Committing the Written Speech and Speaking from Memory
This method has certain points in its favor. If you have time and leisure, it is possible to polish and rewrite your ideas until they are expressed in clear, concise terms. Pope sometimes spent a whole day in perfecting one couplet. Gibbon consumed twenty years gathering material for and rewriting the “Decline and Fall of the Roman Empire.” Although you cannot devote such painstaking preparation to a speech, you should take time to eliminate useless words, crowd whole paragraphs into a sentence and choose proper illustrations. Good speeches, like plays, are not written; they are rewritten. The National Cash Register Company follows this plan with their most efficient selling organization: they require their salesmen to memorize verbatim a selling talk. They maintain that there is one best way of putting their selling arguments, and they insist that each salesman use this ideal way rather than employ any haphazard phrases that may come into his mind at the moment.
The method of writing and committing has been adopted by many noted speakers; Julius Caesar, Robert Ingersoll, and, on some occasions, Wendell Phillips, were distinguished examples. The wonderful effects achieved by famous actors were, of course, accomplished through the delivery of memorized lines.

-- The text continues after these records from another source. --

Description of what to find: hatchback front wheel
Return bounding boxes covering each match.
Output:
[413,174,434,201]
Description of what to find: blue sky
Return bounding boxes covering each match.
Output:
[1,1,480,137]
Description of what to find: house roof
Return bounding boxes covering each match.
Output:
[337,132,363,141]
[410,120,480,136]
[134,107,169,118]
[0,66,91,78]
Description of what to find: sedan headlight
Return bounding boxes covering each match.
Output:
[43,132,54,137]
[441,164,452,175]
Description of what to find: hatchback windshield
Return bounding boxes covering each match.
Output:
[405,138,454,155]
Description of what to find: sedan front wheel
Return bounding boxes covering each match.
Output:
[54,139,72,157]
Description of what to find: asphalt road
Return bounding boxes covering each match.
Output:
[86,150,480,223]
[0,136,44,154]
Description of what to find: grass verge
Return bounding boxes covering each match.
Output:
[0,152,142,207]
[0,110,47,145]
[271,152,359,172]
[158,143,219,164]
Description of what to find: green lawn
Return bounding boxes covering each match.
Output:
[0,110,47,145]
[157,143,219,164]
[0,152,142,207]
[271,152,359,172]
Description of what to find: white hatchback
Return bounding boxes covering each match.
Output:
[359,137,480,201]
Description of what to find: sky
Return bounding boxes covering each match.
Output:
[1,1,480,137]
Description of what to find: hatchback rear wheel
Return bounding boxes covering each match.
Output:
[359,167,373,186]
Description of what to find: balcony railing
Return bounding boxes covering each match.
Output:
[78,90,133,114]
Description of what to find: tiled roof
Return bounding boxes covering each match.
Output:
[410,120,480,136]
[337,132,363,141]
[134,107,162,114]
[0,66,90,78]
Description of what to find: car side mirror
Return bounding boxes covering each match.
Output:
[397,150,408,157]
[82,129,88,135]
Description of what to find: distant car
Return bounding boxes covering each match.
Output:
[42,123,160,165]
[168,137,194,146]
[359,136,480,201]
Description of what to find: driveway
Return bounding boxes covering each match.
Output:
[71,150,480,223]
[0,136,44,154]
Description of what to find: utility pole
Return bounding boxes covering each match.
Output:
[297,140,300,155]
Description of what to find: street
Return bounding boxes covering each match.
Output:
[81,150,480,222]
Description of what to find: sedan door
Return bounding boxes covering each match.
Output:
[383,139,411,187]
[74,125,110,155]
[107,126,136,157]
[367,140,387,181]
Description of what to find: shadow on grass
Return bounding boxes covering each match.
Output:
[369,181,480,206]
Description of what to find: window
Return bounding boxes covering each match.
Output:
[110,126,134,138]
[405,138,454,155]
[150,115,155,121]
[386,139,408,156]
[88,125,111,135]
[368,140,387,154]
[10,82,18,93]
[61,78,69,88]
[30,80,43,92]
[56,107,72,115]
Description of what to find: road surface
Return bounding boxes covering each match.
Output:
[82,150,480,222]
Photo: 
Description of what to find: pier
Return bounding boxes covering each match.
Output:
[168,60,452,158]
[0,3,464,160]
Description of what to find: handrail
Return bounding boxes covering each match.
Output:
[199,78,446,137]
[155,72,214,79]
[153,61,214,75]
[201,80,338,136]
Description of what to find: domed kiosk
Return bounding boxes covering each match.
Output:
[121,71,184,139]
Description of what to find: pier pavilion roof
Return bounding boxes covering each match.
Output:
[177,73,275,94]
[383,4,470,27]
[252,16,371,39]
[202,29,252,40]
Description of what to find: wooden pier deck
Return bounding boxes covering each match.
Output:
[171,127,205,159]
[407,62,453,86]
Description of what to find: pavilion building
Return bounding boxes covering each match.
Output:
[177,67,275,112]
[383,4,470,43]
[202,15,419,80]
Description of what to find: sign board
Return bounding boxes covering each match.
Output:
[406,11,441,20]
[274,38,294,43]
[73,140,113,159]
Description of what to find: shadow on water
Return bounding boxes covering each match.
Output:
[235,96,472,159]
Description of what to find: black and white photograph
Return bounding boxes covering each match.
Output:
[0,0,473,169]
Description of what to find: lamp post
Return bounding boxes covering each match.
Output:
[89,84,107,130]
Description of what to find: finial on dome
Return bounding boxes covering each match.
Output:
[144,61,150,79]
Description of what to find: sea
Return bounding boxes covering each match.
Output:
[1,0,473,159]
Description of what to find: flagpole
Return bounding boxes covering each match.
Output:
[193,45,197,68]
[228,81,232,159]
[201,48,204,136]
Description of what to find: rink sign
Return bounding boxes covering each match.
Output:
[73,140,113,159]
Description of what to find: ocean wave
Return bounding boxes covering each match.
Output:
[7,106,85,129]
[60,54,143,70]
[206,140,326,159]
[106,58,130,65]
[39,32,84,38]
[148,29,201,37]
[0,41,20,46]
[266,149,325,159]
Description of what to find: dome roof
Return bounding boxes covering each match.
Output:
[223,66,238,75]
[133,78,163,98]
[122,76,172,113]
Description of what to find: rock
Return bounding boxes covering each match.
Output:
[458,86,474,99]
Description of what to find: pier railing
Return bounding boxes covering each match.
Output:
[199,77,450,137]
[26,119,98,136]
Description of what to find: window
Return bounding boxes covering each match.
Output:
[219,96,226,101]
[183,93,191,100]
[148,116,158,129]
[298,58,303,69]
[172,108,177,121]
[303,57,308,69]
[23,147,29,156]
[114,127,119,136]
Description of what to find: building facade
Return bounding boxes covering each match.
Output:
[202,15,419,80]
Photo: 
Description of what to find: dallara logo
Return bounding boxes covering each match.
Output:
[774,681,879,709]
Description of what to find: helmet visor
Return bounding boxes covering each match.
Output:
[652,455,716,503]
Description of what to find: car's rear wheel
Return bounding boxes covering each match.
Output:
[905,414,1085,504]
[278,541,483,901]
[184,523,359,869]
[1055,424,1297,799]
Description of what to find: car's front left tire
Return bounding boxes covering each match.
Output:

The inexperienced speaker must be warned before attempting this method of delivery that it is difficult and trying. It requires much skill to make it efficient. The memorized lines of the young speaker will usually sound like memorized words, and repel.
If you want to hear an example, listen to a department store demonstrator repeat her memorized lingo about the newest furniture polish or breakfast food. It requires training to make a memorized speech sound fresh and spontaneous, and, unless you have a fine native memory, in each instance the finished product necessitates much labor. Should you forget a part of your speech or miss a few words, you are liable to be so confused that, like Mark Twain’s guide in Rome, you will be compelled to repeat your lines from the beginning.
On the other hand, you may be so taken up with trying to recall your written words that you will not abandon yourself to the spirit of your address, and so fail to deliver it with that spontaneity which is so vital to forceful delivery.
But do not let these difficulties frighten you. If committing seems best to you, give it a faithful trial. Do not be deterred by its pitfalls, but by resolute practise avoid them.
One of the best ways to rise superior to these difficulties is to do as Dr. Wallace Radcliffe often does: commit without writing the speech, making practically all the preparation mentally, without putting pen to paper—a laborious but effective way of cultivating both mind and memory.